Energy crop company Ceres lost $6.8 million in the first quarter, it said in its first earnings report after going public in a $65.3 million IPO in late February.
The Thousand Oaks-based firm’s loss widened from $5.4 million a year earlier as revenue dropped from $1.6 million to $1.3 million. Despite a $100,000 increase in product revenue, boosted by sweet sorghum sales in Brazil, the company saw a $400,000 drop in research and government grants during the quarter.
Ceres is expanding its sweet sorghum seed business in Brazil and sees that as its largest commercial opportunity, President and CEO Richard Hamilton said in an earnings release. “We continue to take a leading role in supporting the mills in Brazil as they evaluate our current products at commercial scale. We have also established the local resources we need to develop and evaluate additional improved hybrids,” he said.

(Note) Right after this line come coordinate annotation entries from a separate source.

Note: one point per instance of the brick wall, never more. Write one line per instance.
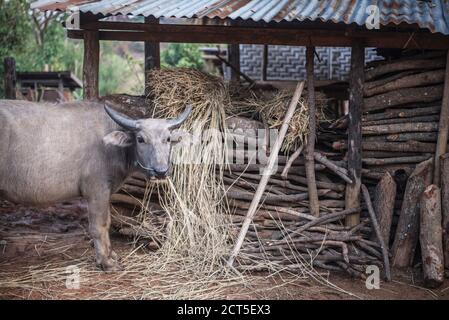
(288, 63)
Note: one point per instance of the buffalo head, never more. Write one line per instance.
(152, 139)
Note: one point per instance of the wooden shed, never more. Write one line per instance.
(388, 24)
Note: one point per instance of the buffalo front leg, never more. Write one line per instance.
(99, 223)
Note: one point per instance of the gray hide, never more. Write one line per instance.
(50, 153)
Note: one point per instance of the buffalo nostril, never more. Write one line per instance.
(161, 173)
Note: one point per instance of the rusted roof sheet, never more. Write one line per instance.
(429, 14)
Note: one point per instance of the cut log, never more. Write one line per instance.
(430, 237)
(384, 198)
(427, 118)
(409, 146)
(382, 81)
(417, 136)
(444, 169)
(403, 96)
(402, 113)
(403, 66)
(407, 232)
(401, 127)
(341, 172)
(409, 81)
(412, 159)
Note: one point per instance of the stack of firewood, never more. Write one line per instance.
(401, 113)
(283, 231)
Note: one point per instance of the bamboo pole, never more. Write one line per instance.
(443, 127)
(314, 205)
(267, 172)
(355, 131)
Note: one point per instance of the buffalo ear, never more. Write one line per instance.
(118, 139)
(182, 137)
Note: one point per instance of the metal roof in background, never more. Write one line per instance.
(427, 14)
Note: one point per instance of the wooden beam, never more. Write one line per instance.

Brazilian ethanol mills began harvesting sweet sorghum produced from Ceres seeds in mid-to-late March, the CEO said. “Our second season of commercial-scale evaluations is underway, and our customers are producing ethanol during a time of year when their mills would have been otherwise idle,” Hamilton said. “This opportunity comes at a time when domestic Brazilian demand for ethanol is increasing and sugarcane supplies appear to be stretched thin.”